Un troisième groupe de chercheurs présente des arguments moins classiques mais plus proches de notre conception (Chi, 2013 ; Chi & Roscoe, 2002 ; Reiner, Slotta, Chi, & Resnick, 2000 ; Vosniadou, 2013). Ces auteurs considèrent que si certaines représentations – notamment celles rattachées à des concepts scientifiques – sont si difficiles à éradiquer c’est bien parce que cela exige des changements fondamentaux au niveau ontologique. Le postulat implicite à cette approche se fonde sur l’idée de Lakof (1987) selon laquelle « attribuer des catégories ontologiques aux phénomènes constitue une compétence humaine fondamentale » (Chi, 2005, p. 164). Dans cette perspective, les représentations erronées seraient donc des connaissances attachées par les élèves à des catégories ontologiques inadéquates. Par

« catégorie ontologique » il faut comprendre « les classes d’existants de la réalité tels que les objets concrets, les événements et les abstractions » Chi (2005, p. 165). Chaque catégorie se distingue du reste dans la mesure où les entités qu’elle contient sont affectées par des « attributs ontologiques » exclusifs à la catégorie en question : alors qu’il est possible, par exemple, de peser un processeur (objet tangible), il est impossible de peser le traitement de l’information (processus).

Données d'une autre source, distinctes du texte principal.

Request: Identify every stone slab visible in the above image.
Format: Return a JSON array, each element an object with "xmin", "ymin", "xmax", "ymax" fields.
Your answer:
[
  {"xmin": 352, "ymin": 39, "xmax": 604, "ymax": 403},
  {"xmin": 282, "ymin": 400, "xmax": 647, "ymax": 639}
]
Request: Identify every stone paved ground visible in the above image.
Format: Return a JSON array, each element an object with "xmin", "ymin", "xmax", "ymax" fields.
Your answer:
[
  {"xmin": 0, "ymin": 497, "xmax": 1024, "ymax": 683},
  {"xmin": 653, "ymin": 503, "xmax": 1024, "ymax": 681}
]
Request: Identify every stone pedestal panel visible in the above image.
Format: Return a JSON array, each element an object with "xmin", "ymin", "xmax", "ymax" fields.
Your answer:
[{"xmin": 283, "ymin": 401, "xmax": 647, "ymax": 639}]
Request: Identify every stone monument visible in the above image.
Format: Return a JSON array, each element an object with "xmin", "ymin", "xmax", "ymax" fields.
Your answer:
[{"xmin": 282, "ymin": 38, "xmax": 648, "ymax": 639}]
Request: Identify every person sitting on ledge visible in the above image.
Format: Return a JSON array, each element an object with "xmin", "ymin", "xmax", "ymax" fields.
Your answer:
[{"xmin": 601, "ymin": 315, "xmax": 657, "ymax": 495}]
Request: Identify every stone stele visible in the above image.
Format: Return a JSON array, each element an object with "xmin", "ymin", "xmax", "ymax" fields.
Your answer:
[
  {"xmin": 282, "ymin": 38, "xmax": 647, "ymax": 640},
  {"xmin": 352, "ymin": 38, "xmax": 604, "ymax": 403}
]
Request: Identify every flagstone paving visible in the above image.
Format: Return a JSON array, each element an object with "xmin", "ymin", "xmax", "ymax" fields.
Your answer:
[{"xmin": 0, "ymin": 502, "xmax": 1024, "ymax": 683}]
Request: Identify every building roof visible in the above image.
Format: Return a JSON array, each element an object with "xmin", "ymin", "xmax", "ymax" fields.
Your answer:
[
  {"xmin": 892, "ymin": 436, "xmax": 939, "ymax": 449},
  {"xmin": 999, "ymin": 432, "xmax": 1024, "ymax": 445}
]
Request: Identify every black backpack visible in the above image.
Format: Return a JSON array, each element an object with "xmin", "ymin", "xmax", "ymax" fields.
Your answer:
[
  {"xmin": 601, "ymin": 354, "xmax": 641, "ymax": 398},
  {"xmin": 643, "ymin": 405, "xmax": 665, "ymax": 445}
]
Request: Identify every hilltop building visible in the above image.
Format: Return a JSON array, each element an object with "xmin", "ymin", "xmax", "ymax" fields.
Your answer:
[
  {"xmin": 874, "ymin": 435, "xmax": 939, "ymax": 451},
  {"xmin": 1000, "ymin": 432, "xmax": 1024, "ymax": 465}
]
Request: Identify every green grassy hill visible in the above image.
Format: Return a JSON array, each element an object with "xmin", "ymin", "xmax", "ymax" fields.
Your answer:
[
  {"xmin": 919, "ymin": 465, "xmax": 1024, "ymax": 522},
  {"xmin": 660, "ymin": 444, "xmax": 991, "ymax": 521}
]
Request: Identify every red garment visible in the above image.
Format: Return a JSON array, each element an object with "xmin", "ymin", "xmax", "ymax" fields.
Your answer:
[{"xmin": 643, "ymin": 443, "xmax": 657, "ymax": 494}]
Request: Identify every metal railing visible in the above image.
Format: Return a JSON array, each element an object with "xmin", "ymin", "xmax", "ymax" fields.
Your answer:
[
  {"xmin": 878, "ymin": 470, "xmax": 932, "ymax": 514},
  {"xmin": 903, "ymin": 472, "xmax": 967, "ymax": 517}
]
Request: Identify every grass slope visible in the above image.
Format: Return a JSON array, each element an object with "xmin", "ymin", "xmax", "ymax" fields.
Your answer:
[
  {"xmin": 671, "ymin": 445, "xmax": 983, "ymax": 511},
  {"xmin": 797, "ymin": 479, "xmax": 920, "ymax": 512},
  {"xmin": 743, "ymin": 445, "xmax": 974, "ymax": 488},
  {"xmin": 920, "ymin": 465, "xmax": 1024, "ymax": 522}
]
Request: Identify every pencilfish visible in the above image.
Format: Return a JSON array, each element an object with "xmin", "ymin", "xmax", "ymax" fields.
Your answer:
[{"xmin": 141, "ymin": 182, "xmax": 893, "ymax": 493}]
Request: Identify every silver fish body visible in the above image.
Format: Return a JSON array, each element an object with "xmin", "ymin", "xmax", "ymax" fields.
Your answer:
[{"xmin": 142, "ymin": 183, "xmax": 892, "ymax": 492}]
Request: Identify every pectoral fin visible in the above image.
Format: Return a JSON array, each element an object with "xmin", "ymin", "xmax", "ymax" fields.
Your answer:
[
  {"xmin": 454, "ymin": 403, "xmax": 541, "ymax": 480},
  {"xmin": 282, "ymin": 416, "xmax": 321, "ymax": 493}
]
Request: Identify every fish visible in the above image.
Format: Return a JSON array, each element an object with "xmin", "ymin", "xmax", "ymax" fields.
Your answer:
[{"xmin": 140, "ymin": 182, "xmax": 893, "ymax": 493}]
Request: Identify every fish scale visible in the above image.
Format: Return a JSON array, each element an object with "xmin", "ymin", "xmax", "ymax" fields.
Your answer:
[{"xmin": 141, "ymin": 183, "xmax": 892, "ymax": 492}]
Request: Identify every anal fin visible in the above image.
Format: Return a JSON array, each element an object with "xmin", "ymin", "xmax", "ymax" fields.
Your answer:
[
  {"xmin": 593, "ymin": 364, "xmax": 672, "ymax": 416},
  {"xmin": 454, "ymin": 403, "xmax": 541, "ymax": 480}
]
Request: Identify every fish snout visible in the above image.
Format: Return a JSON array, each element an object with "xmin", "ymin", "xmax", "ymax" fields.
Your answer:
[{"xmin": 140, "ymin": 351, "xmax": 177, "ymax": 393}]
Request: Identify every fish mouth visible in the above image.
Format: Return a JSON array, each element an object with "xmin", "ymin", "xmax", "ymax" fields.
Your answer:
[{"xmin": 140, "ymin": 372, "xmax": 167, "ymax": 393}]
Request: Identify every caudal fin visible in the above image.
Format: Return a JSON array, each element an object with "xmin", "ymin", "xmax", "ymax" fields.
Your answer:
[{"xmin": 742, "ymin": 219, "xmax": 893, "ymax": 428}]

La résistance de certaines représentations à l’enseignement s’expliquerait donc en tenant compte du fait que celles-ci peuvent être rattachées par les élèves à des catégories ontologiques inappropriées. En effet, dans la mesure où chaque catégorie possède ses propres attributs — la catégorie des objets tangibles possède les attributs surface, volume, poids, etc. ; la catégorie « processus » possède les attributs durée, causalité, etc. — les élèves doivent donc être amenés à associer les concepts et phénomènes avec les attributs de leurs catégories ontologiques propres. De ce point de vue, la difficulté associée à l’éradication ou à l’évolution d’une représentation vers une autre plus acceptée ou validée scientifiquement, réside fondamentalement dans le travail de déplacement vers la catégorie ontologique à laquelle le concept ou le phénomène appartient effectivement (Chi, 2013). Par exemple, la modification des représentations associées aux concepts chaleur, force, mouvement ou électricité, serait si difficile et coûteuse en termes de temps d’enseignement, car, selon la théorisation précédente, les concepts sont placés par les élèves dans la catégorie ontologique correspondante aux « choses », c’est-à-dire la catégorie contenant des objets tangibles et non pas dans la catégorie « processus » (Reiner, Slotta, Chi, & Resnick, 2000). Chacun de ces concepts prendra ainsi les attributs de la catégorie « objet matériel », ce qui implique, du point de vue des élèves, qu’ils pourront être contenus, avoir du poids, être déplacés, être au repos, être localisés, être consommés, enfin, tout ce qu’on peut attribuer aux objets tangibles.

Cette approche présente un certain intérêt du point de vue de cette recherche. Elle nous met en garde par rapport à la catégorie ontologique que les élèves font correspondre au concept d’information : est-elle placée par les élèves dans la catégorie ontologique adéquate ? En outre, compte tenu du rôle clé de l’information dans le fonctionnement des systèmes numériques, on peut s’interroger aussi, de manière plus fondamentale encore, sur la catégorie ontologique que les élèves font correspondre aux systèmes numériques en général. Ces derniers, on l’a vu, doivent être conçus essentiellement comme des systèmes de traitement de l’information. Ce qui implique donc de se représenter son fonctionnement à partir du bloc fonctionnel « Traitement », les autres y étant subordonnés.